The Debt-to-Asset Ratio: Its Importance and Calculation
A company's debt-to-asset ratio shows the percentage of total assets that were paid for with borrowed money, represented by debt on the balance sheet. Some see it as an indicator of financial leverage or a measure of solvency, while others see it as a critical insight into a firm's financial health or distress. The ratio is expressed as a percentage.
If for instance, your company has a debt-to-asset ratio of 56 percent, it means some form of debt has supplied about 56 percent of every dollar of your company's assets.
A high debt-to-assets ratio of over 1 percent could mean that your company will have trouble borrowing more money, or may borrow money at a higher interest rate than if the ratio were lower. Highly leveraged companies may be putting themselves at risk of insolvency or bankruptcy, depending upon the type of company and industry.
The debt-to-asset ratio represents the percentage of total debt financing the firm uses as compared to the percentage of the firm's total assets. It helps you see how much of your company assets were financed using debt financing.
Calculating the Debt-to-Asset Ratio
Take the following three steps to calculate the debt to asset ratio.
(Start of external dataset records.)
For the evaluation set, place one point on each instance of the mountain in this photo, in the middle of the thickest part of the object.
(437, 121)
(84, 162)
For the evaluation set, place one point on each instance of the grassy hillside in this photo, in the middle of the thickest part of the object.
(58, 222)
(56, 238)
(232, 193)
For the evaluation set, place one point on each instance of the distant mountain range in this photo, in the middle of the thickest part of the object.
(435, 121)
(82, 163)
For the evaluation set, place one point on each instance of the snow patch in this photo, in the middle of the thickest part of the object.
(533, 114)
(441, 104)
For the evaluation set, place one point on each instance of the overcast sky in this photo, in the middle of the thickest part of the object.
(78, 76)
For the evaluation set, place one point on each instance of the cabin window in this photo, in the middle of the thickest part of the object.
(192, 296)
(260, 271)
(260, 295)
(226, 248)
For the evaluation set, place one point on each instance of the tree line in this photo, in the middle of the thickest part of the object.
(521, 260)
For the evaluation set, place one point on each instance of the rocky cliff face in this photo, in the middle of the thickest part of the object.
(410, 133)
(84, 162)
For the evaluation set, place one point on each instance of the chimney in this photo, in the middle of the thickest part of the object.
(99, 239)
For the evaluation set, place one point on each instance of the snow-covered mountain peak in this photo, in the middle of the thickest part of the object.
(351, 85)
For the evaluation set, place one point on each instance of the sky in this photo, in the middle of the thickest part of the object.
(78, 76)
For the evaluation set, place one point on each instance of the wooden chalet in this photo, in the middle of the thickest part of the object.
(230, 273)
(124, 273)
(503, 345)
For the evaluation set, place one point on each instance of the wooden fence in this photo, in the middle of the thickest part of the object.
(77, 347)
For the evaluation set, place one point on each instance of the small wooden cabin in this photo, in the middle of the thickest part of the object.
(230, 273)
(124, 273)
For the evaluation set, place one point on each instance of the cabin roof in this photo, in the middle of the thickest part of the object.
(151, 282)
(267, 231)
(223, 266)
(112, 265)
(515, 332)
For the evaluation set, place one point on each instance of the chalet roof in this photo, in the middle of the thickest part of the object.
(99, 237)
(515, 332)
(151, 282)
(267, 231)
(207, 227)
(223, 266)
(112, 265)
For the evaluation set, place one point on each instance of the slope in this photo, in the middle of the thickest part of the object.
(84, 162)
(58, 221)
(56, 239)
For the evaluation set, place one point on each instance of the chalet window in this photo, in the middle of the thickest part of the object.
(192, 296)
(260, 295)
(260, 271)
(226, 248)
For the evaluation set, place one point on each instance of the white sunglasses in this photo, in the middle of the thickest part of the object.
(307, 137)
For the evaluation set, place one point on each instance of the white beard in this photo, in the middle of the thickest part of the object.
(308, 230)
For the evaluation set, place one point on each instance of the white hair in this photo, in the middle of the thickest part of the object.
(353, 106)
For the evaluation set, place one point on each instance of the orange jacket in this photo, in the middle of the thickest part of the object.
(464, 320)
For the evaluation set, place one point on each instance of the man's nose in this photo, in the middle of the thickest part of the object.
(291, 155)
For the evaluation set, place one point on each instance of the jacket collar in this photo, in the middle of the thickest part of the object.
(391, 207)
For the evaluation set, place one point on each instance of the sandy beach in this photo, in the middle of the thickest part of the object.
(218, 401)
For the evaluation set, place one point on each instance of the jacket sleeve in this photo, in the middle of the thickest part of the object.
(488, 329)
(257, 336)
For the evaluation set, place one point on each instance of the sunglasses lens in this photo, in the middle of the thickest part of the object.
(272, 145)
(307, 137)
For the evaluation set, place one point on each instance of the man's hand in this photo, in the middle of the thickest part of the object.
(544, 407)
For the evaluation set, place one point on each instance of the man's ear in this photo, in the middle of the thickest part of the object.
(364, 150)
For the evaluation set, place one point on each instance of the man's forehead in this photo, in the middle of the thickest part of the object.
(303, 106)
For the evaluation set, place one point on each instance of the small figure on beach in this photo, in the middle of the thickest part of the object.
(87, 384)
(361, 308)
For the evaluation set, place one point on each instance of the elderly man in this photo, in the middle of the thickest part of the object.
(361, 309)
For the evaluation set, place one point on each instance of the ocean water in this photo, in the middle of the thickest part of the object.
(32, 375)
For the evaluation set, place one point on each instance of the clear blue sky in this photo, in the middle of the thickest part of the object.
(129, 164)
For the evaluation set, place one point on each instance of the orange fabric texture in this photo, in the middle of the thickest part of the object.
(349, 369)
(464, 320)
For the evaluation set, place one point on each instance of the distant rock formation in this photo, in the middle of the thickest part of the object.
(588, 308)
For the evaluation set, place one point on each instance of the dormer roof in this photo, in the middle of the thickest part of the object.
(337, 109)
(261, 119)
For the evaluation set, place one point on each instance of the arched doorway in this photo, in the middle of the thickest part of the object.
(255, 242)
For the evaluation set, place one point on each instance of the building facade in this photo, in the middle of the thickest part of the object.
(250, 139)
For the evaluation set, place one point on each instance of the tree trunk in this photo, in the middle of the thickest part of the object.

All information comes from your company's balance sheet.
- To calculate the debt-to-asset ratio, look at the firm's balance sheet; specifically, the liability side of the balance sheet. Add together the current liabilities and long-term debt.
- Look at the asset side of the balance sheet. Add together the current assets and the net fixed assets.
- Divide the result from Step 1 (total liabilities or debt) by the result from Step 2 (total assets). You will get a percentage. For example, if you have a total debt of $100 and your total assets are $200, then you have a debt-to-assets ratio of 50 percent.
It means that 50 percent of your firm is financed by debt financing and 50 percent of your firm's assets are financed by your investors or by equity financing.
To find relevant meaning in the ratio result, compare it with other years of ratio data for your firm using trend analysis, and with the debt-to-assets ratio for other firms in your industry. If your debt ratio is too high, relative to your company's own history or the industry-standard ratio, it's important to take an investigative look at the driving causes.
Companies with high debt-to-asset ratios may be at risk, especially in an increasing interest rate market. Creditors might get concerned if the company carries a large percentage of debt. They may demand that the company pay some of it back before taking on any more debt.
The debt-to-equity ratio is often used instead of the debt to asset ratio. The liabilities to asset ratio, calculated as total liabilities divided by total assets, provides similar insight.